Gin, Chief Executive Officer of the purchaser, commented, “We are so pleased to be able to acquire the operation of these Luby’s Cafeteria stores, one of the iconic brands in the Texas restaurant market. This transaction will allow us to continue serving the many loyal Luby’s customers at these locations and to provide long-term employment opportunities for the many associates currently at these locations.”
Gerald Bodzy, Chairman of the Board of Luby’s, commented, “I could not be more pleased than to see Calvin Gin, along with many of the existing management team, able to carry on the fine tradition of Luby’s brand of food and service in Texas that dates back to 1947.”

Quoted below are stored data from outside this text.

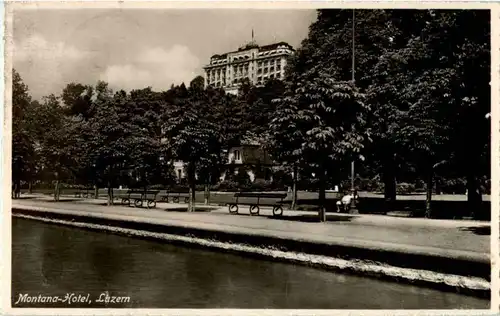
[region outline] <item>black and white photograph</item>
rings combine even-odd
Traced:
[[[5,310],[498,312],[488,4],[108,4],[5,7]]]

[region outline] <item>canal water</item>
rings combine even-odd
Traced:
[[[12,247],[13,307],[489,308],[455,293],[15,217]],[[81,302],[68,305],[66,294]],[[62,299],[49,303],[54,296]]]

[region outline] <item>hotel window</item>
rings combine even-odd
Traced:
[[[241,160],[241,155],[239,150],[234,151],[234,159],[238,161]]]

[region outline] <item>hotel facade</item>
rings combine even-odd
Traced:
[[[256,86],[269,79],[282,80],[288,57],[294,53],[293,47],[285,42],[265,46],[252,42],[237,51],[213,55],[210,63],[203,67],[205,85],[236,94],[245,78]]]

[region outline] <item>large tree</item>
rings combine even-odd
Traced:
[[[74,122],[65,117],[60,100],[55,95],[44,98],[37,111],[37,143],[39,164],[43,167],[44,179],[54,180],[54,200],[59,201],[60,180],[78,175],[81,156],[71,154],[75,145]]]
[[[34,172],[36,119],[31,110],[32,100],[28,86],[19,73],[12,71],[12,182],[13,198],[19,197],[21,181]]]
[[[489,173],[489,12],[397,10],[391,21],[395,46],[371,74],[373,126],[400,153],[406,150],[403,164],[426,176],[427,216],[432,167],[443,164],[464,171],[470,209],[477,209],[478,178]]]
[[[163,113],[166,151],[186,164],[189,183],[189,211],[195,210],[196,172],[220,160],[218,122],[207,91],[200,85],[184,84],[171,89],[173,101]]]
[[[160,184],[159,175],[164,174],[161,146],[161,120],[164,102],[159,93],[151,88],[133,90],[121,113],[132,130],[130,137],[130,167],[139,175],[144,189],[151,184]],[[160,181],[160,182],[159,182]],[[157,182],[157,183],[155,183]]]
[[[282,156],[286,162],[302,157],[315,167],[319,217],[325,221],[325,191],[327,176],[331,176],[326,170],[330,164],[353,159],[363,147],[368,136],[364,126],[367,106],[351,82],[336,81],[319,69],[297,72],[278,103],[272,143],[286,154]],[[281,136],[284,126],[296,130],[293,136]]]
[[[113,95],[107,83],[98,82],[92,103],[94,114],[80,120],[73,152],[87,157],[88,166],[101,175],[108,188],[108,204],[113,204],[113,186],[125,165],[130,164],[130,144],[134,129],[120,109],[127,102],[121,91]]]
[[[318,11],[318,20],[290,61],[286,92],[277,100],[270,132],[275,156],[292,166],[315,169],[321,221],[326,220],[328,178],[335,176],[331,166],[355,159],[369,139],[368,106],[350,81],[352,54],[346,52],[352,52],[352,33],[345,28],[349,21],[349,10]]]

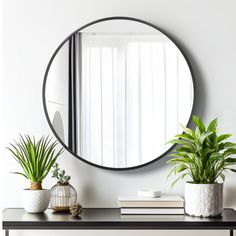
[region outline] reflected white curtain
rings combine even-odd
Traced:
[[[188,65],[160,36],[81,34],[78,154],[131,167],[165,152],[192,107]]]

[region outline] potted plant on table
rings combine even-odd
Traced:
[[[217,134],[217,119],[205,127],[201,119],[192,117],[195,130],[182,126],[184,132],[170,141],[178,144],[172,159],[169,175],[180,179],[190,177],[185,183],[185,212],[193,216],[213,217],[222,213],[224,172],[236,172],[232,167],[236,158],[236,144],[226,140],[231,134]],[[218,182],[221,179],[221,182]]]
[[[30,213],[40,213],[47,209],[50,201],[50,190],[42,188],[42,181],[56,162],[63,149],[56,151],[57,142],[49,137],[20,136],[19,141],[10,144],[10,150],[15,160],[22,167],[22,172],[13,172],[30,180],[29,189],[22,192],[22,204]]]
[[[53,166],[52,173],[52,177],[57,179],[57,184],[51,189],[51,208],[54,211],[69,211],[77,200],[76,190],[69,183],[70,176],[59,168],[58,163]]]

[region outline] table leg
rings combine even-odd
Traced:
[[[234,236],[234,230],[233,229],[229,230],[229,236]]]
[[[9,236],[9,230],[8,229],[5,230],[5,236]]]

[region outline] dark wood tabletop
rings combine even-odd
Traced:
[[[236,212],[224,209],[221,217],[187,215],[121,215],[118,208],[85,208],[80,218],[69,213],[30,214],[22,208],[3,210],[2,226],[17,229],[236,229]]]

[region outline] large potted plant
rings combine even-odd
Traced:
[[[172,165],[169,175],[180,179],[190,177],[185,183],[185,212],[199,217],[214,217],[222,213],[224,172],[236,172],[232,167],[236,158],[236,144],[226,141],[231,134],[217,134],[217,119],[205,127],[201,119],[192,117],[196,128],[182,126],[183,133],[170,141],[178,144],[168,161]],[[220,180],[220,182],[219,182]]]
[[[50,201],[50,190],[42,188],[42,181],[63,152],[56,150],[57,142],[49,137],[41,137],[38,141],[34,137],[20,136],[19,141],[10,144],[8,150],[20,164],[22,172],[13,172],[30,180],[29,189],[22,192],[22,204],[30,213],[40,213],[47,209]]]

Gin is a member of the storied Gin Family, who established The Flying Food Group by Sue Gin, which has grown to the third largest airline catering company in North America and provides food preparation services for others, including Starbucks, throughout the country. Gin currently is a co-founder or partner in several entities including Helios Visions, WorkPlate, and Charming Studios. Previously, he also served as the Chief Financial Officer with Blue Plate Catering, Ltd. and Applause Food Services, Inc.
The sale of the Luby’s Cafeteria operations is another step in the execution of the previously announced plan of Luby’s to sell its assets, pay its liabilities, and return the remaining cash to shareholders under the company’s previously announced plan of liquidation and dissolution approved by its shareholders on November 17, 2020. The company and its financial advisor said it contacted over 235 entities before accepting the best offer, which came from the Gin group.
Luby’s is actively engaged in attempting to monetize the real estate it owns that is related to its cafeteria restaurant business, including the 25 properties the company intends to sell to a third party or parties that can, in turn, provide the purchaser operating leases for those properties. The purchaser will also assume the leases for seven Luby’s locations that are currently under lease. Luby’s is being advised by Jones Lang LaSalle on these real estate sales. The Special Committee of the Board of the company is being advised by Gibson, Dunn & Crutcher LLP on legal matters. The company is also being advised by Sidley Austin LLP on legal transaction matters. The purchaser is being advised by Winston & Strawn LLP on legal matters.
In March, Luby’s completed the sale of many of its Fuddrucker restaurant properties.
The agreement between Luby’s and the purchaser is subject to normal and customary conditions for transactions of this nature. The transaction is not subject to a financing contingency. The parties currently anticipate the transaction will close before the end of the company’s current fiscal year.